The drive to work this morning was the last straw. Only two inches of snow had fallen by 7:00 am, but the traffic was backed up as if the drivers were making their way through a foot of the white stuff. Never a fan of winter weather, you decided that you are going home after work and convincing your wife that this is the last winter you will be shoveling snow.
You have already starting making your list of “What to look for in a planned community,” that you will use to get your wife interested. It is time to look for a new home in one of the master planned communities you have been reading about. Not only are you ready to retire to a place away from winter weather, but you are also ready to take advantage of the benefits of master planned communities. You are specifically interested in the benefit of no more maintenance, like mowing and scooping.
What to Look for in a Planned Community
- Are there options for building new homes, or are their older houses for sale? What floor plans are available? Are you able to chose the inside specs for the unit you will move into, or are those already made?
- Does the community only allow single family homes, or are there also multi family dwellings like apartments?
- Does the community allow children, or is it limited to couples with no children?
- If the community does not allow children, what are the parameters for having children visit? For example, is there a two week visitation limit?
- Is there a state tax break for people living in planned communities? For instance, Florida is one of seven states that does not assess an individual state income tax. The other states that offer this advantage are Alaska, Nevada, South Dakota, Texas, Washington, and Wyoming. How much of an impact would this have on your current income?

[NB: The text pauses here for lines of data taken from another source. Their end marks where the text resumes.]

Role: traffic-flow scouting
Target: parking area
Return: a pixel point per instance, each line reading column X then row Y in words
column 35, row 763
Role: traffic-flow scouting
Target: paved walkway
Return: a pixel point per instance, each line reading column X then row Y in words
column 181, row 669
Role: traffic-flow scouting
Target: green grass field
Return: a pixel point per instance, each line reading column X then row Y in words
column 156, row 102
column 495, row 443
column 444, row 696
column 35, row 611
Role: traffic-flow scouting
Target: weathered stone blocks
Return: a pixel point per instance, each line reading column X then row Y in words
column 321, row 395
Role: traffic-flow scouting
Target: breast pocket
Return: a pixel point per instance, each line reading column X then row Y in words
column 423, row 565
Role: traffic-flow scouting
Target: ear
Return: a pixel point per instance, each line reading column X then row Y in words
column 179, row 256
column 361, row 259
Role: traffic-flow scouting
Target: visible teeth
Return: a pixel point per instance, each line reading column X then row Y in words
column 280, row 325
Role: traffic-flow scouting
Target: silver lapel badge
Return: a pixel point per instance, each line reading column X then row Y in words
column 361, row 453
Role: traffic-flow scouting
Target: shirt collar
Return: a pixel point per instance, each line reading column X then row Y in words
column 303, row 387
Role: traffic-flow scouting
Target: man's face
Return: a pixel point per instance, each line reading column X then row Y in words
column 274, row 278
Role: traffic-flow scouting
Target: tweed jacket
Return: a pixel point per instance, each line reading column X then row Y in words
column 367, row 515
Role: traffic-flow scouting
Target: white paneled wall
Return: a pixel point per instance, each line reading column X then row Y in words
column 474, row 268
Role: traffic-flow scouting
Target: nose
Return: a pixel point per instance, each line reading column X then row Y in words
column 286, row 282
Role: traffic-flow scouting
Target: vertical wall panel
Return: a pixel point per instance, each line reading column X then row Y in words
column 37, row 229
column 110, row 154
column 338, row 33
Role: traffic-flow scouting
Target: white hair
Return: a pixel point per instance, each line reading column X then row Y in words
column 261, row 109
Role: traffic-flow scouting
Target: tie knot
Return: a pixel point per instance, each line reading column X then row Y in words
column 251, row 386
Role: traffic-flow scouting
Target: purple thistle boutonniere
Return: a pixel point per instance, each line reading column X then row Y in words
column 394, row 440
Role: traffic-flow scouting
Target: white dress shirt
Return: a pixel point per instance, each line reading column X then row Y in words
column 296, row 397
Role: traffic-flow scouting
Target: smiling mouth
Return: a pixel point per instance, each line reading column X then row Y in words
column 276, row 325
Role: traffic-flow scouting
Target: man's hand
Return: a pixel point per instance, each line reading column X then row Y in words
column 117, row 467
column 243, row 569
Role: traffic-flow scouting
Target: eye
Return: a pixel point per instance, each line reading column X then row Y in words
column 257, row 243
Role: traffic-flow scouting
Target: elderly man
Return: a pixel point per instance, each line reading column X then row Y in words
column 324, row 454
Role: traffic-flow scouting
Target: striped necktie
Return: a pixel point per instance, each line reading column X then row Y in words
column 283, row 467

- What maintenance is included in the accessed fees? Does it include mowing and landscaping, as well as the maintenance of all of the sidewalk and driveway areas?
- How much storage space is available in each unit? Are appliances included in the units, or are you allowed to bring your own?
- Is a laundry room included in every unit? The availability of a laundry room is so valuable to most buyers that 89% of them purchasing a home in 2013 made sure that they had one.
- How new is the air conditioning or HVAC unit? According to a survey conducted by the National Association of Realtors, nearly 65% of buyers said that having a home with central air conditioning was very important.
Making the decision to sell a long time family home and move into a planned community takes careful consideration. In addition to the logistics of purchasing a new home, and brainstorming all of the questions about what to look for in a planned community, people considering this change also need to think of the impact the move will have on the rest of the family.
For example, will children and grandchildren be more or less likely to visit the new home? Some families are very attached to the home that is a part of their family history. If the family has only lived in one home, the children may be even more attached. On the other hand, some children and grandchildren embrace their parent’s opportunity to move to a location with less maintenance. Either way, this is likely a family discussion that should happen.
Sometimes the location of a planned community can be a real drawing card for visitors. If, for example, a couple who has just retired moves from the cold winter climate of Chicago, Illinois, to the warm climate of Tampa, Florida, the children and grandchildren may be more likely to visit. A place like Land O’ Lakes, Florida, has an average of 248 sunny days a year. The warm weather may be a real draw for adult children and their families during the cold winter holidays.
If you find yourself making a list of questions about “What to look for in a planned community,” you are taking a logical approach to what could be a major, and perhaps final, move in your life.